The CSS file could be more minimal if "@charset "UTF-8";" were removed. The only reason this is required is because of the UTF-8 character in the comment.
If you're working for the sort of company that would go out of it's way to block all URLs which have the string "sex" in them, you've got bigger problems than not being able to view website.
Many years ago when I was doing .NET programming, a helpful resource was http://systemwebmail.com/. Predictably, the firewall at $CORP blocked /webmail/. I had to print it at home and bring it into work.
Agreed. For me the most important this is load time -- if it takes more than a few seconds, I move on well before even the best of current responsive solutions have a chance to load and do their magic. This doesn't address that entirely, especially in the case of large images or heavy iFrames, but at least I can start reading almost immediately. Also, navigation would still be a struggle with this solution, though just a list with display:inline would be functional.
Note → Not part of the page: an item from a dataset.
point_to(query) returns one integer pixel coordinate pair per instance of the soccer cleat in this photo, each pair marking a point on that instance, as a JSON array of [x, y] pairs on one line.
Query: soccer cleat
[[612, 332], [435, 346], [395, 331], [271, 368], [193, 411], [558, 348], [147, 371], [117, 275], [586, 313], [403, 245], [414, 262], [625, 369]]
Reminds me of that annoyingly pious vanilla-js site from a while back.
Yes, HTML is 100% responsive out of the box, something so well understood, it nary even warrants mention. We are so far past that part of understanding that our conversations surround polishing appearance to the nth level. We don't fiddle with CSS because we don't need to; we do it for the 1% of cases HTML alone isn't enough. So congrats on writing your first reset, something literally every web developer has already done in their lifetime.
It's shame that HN, a technical community, still doesn't have a good responsive design.. and even design at all.. I'm always bit confused when viewing the site :(
It is obvious the browsers will try to stick all content into the view port by default. Too bad the web doesn't consist of vertical pages with no alignment whatsoever.
I'm not sure why the CSS needs to be declared as containing UTF-8 since all the characters of the file are part of the US-ASCII range.
Use the .overflow-container on tables and pre/code blocks. "-webkit-overflow-scrolling" seems to be useful to allow horizontal scrolling on overflow elements on iOS [1].